= Marie Goebel Kimball =

American historian

Marie Goebel Kimball (June 7, 1889 – March 2, 1955) was an author, historian, and Jefferson scholar who served as the first curator of Monticello from 1944 until her death in 1955. During her career, she published more than 30 books, articles, and book reviews about Jefferson, Monticello, early America, and decorative arts.

==Biography==
Born in Hackensack, New Jersey, on June 7, 1889, to Julius Goebel (1857-1931) and Kathryn Vreeland (1861-1932), Kimball studied at Radcliffe College before taking her degree in literature and arts at the University of Illinois in 1911. She married Fiske Kimball on June 7, 1913.

Early investigations into Thomas Jefferson's papers by Marie Kimball were later carried on by her husband and developed into his folio publication, Thomas Jefferson Architect (1916). During this time period, Kimball began publishing her own research into various aspects of Thomas Jefferson's life, including "A Playmate of Thomas Jefferson" (North American Review, 1921), and "William Short, Jefferson's Only 'Son'" (North American Review, 1926).

In 1924, Fiske Kimball was appointed to the restoration committee of the Thomas Jefferson Memorial Foundation, whose mission was to preserve Monticello and operate it as a historic site. In 1927, Marie Kimball began documentary research to support the TJMF's interior restoration efforts; her research was published in a two-part article in Antiques later that year. Kimball continued to be involved in the restoration and running of Monticello until shortly before her death, and was named curator in 1944.

In addition to her work at Monticello, Kimball published a number of books and articles, including Thomas Jefferson's Cook Book (1938) and three volumes of a projected five-volume biography of Jefferson: Jefferson, the Road to Glory, 1743 to 1776 (1943); Jefferson, War and Peace, 1776 to 1784 (1947); and Jefferson, the Scene of Europe, 1784 to 1789 (1950). She received two Guggenheim Fellowships, in 1945 and 1946.

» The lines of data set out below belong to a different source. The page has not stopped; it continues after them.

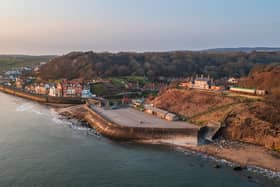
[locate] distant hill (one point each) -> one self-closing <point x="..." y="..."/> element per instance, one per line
<point x="244" y="49"/>
<point x="263" y="77"/>
<point x="8" y="62"/>
<point x="90" y="65"/>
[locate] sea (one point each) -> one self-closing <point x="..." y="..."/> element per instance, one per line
<point x="39" y="148"/>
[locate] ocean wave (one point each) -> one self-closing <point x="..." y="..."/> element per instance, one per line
<point x="253" y="169"/>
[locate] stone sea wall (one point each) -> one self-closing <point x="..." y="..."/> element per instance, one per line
<point x="116" y="131"/>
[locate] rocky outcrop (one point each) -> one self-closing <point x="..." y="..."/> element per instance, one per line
<point x="247" y="126"/>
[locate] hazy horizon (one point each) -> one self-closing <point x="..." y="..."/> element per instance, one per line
<point x="44" y="27"/>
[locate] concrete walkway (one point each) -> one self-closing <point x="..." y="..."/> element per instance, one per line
<point x="133" y="118"/>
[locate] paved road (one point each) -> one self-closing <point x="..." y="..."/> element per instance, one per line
<point x="134" y="118"/>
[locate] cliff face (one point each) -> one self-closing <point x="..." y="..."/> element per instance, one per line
<point x="263" y="77"/>
<point x="254" y="125"/>
<point x="189" y="103"/>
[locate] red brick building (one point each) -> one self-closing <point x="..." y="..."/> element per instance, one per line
<point x="72" y="88"/>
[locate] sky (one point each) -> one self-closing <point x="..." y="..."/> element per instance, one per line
<point x="60" y="26"/>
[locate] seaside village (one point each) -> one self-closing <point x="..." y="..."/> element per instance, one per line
<point x="82" y="89"/>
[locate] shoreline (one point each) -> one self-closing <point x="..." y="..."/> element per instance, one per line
<point x="242" y="154"/>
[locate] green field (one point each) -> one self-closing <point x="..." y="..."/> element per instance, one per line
<point x="9" y="62"/>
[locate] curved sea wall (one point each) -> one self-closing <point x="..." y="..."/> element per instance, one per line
<point x="41" y="98"/>
<point x="110" y="129"/>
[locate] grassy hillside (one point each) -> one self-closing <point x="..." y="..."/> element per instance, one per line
<point x="8" y="62"/>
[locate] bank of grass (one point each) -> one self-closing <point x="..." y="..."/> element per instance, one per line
<point x="9" y="62"/>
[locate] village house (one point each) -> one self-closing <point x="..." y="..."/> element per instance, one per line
<point x="72" y="88"/>
<point x="56" y="91"/>
<point x="42" y="89"/>
<point x="202" y="83"/>
<point x="19" y="83"/>
<point x="86" y="93"/>
<point x="232" y="80"/>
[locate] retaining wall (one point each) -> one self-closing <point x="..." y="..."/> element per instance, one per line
<point x="110" y="129"/>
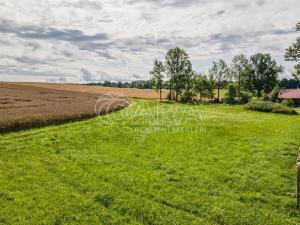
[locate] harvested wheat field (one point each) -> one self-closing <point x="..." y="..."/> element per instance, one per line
<point x="26" y="106"/>
<point x="128" y="92"/>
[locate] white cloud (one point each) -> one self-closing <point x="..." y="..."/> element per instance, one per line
<point x="118" y="39"/>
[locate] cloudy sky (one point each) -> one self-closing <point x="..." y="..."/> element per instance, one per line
<point x="95" y="40"/>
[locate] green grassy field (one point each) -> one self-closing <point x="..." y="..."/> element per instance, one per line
<point x="208" y="164"/>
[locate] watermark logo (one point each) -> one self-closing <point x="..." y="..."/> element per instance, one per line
<point x="149" y="116"/>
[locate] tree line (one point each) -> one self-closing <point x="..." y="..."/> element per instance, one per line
<point x="257" y="76"/>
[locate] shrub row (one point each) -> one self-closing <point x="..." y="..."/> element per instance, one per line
<point x="263" y="106"/>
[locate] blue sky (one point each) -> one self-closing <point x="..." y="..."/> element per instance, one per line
<point x="95" y="40"/>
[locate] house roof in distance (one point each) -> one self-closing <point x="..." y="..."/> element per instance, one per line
<point x="290" y="94"/>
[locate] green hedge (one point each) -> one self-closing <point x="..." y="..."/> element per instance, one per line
<point x="262" y="106"/>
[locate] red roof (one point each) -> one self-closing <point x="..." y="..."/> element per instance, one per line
<point x="290" y="94"/>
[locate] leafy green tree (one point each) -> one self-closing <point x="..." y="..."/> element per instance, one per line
<point x="179" y="69"/>
<point x="219" y="72"/>
<point x="293" y="54"/>
<point x="240" y="68"/>
<point x="231" y="94"/>
<point x="157" y="76"/>
<point x="202" y="87"/>
<point x="264" y="72"/>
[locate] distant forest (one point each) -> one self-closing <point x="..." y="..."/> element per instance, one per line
<point x="148" y="84"/>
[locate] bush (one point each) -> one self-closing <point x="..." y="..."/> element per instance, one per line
<point x="262" y="106"/>
<point x="244" y="97"/>
<point x="275" y="93"/>
<point x="230" y="94"/>
<point x="288" y="102"/>
<point x="186" y="97"/>
<point x="169" y="96"/>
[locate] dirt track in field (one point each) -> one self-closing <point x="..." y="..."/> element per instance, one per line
<point x="24" y="106"/>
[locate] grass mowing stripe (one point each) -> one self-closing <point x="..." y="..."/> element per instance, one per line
<point x="240" y="171"/>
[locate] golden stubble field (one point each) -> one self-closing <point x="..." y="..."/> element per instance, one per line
<point x="26" y="105"/>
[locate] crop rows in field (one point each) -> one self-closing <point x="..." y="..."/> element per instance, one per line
<point x="24" y="106"/>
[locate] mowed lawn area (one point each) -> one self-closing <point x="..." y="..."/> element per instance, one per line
<point x="154" y="164"/>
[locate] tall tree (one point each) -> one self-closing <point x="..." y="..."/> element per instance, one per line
<point x="178" y="67"/>
<point x="240" y="66"/>
<point x="157" y="76"/>
<point x="219" y="72"/>
<point x="202" y="86"/>
<point x="293" y="54"/>
<point x="264" y="72"/>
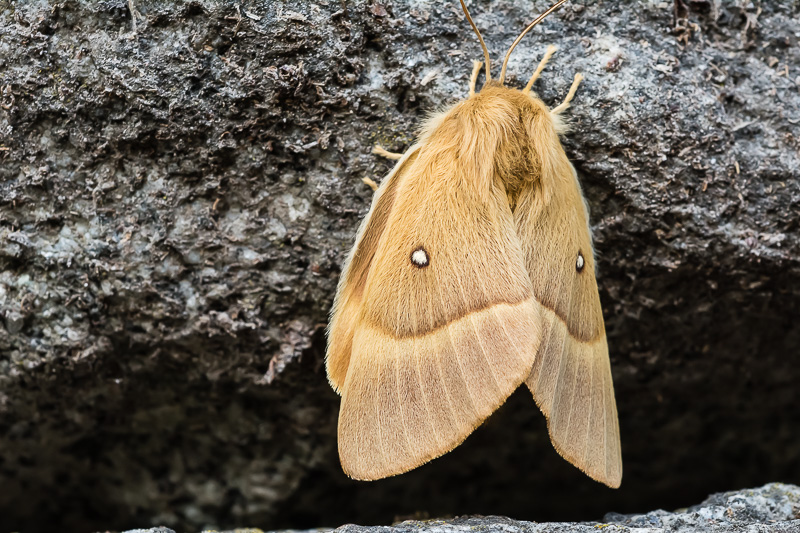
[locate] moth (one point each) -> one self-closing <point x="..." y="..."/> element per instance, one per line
<point x="474" y="272"/>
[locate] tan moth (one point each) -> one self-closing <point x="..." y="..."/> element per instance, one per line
<point x="474" y="272"/>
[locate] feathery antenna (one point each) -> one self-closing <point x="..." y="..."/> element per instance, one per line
<point x="483" y="44"/>
<point x="521" y="35"/>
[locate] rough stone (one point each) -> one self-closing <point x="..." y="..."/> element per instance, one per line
<point x="180" y="183"/>
<point x="774" y="508"/>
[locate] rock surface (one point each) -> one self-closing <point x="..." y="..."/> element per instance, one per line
<point x="179" y="182"/>
<point x="774" y="508"/>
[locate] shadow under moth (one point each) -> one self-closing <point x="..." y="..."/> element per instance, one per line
<point x="472" y="273"/>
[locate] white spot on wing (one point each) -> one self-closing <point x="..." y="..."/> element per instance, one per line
<point x="580" y="262"/>
<point x="420" y="257"/>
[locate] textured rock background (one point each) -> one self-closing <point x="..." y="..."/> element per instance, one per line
<point x="178" y="189"/>
<point x="774" y="508"/>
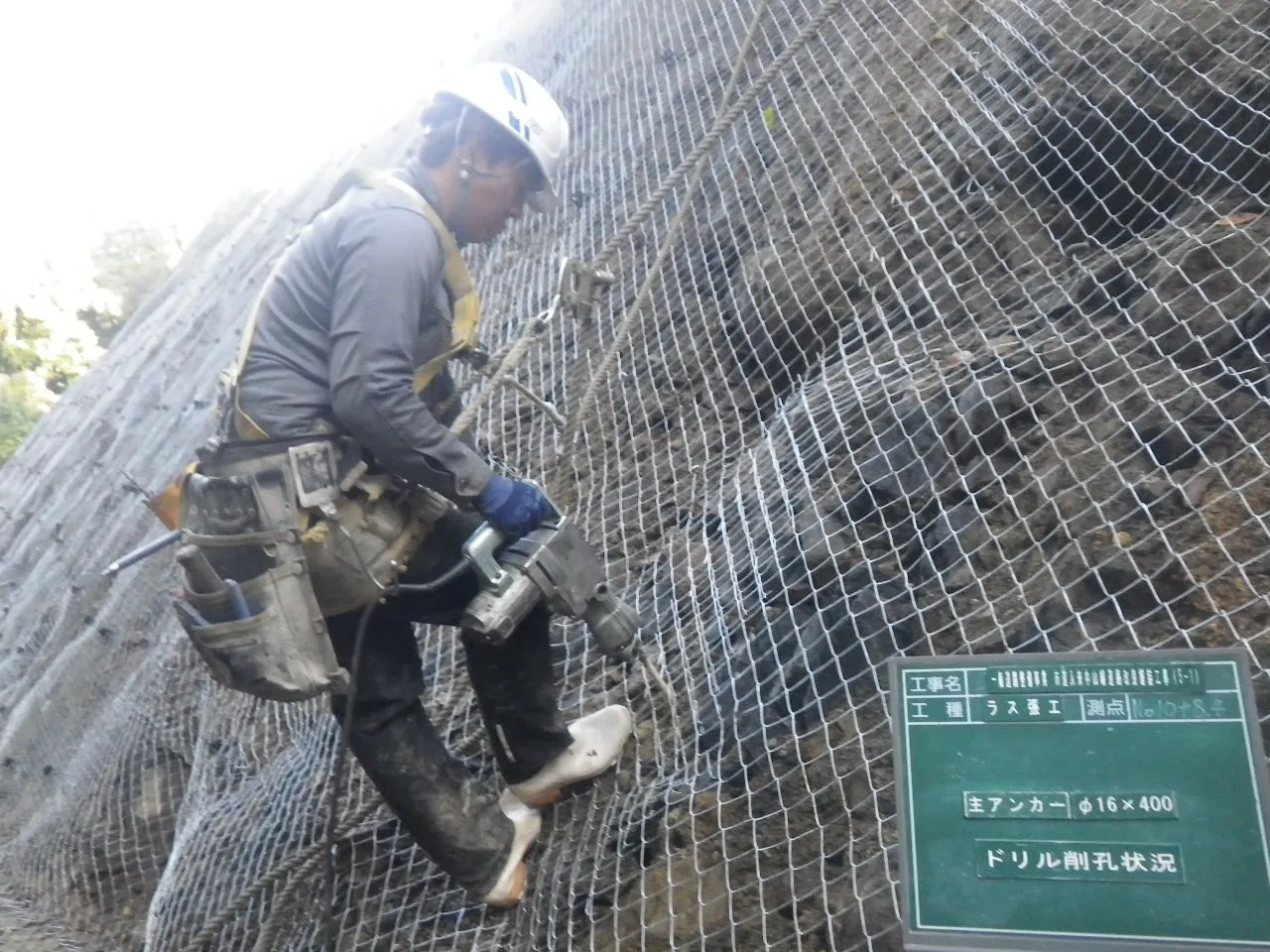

Marie Kimball died on March 2, 1955, in Philadelphia.

== Works ==
- Thomas Jefferson's Cook Book. Richmond: Garrett & Massie, 1938.
- The Martha Washington Cook Book. New York, NY: Coward-McCann, 1940.
- Jefferson: The Road to Glory, 1743 to 1776. New York, NY: Coward-McCann, 1943.
- Jefferson: War and Peace, 1776 to 1784. New York, NY: Coward-McCann, 1947.
- Jefferson: The Scene of Europe, 1784 to 1789. New York, NY: Coward-McCann, 1950.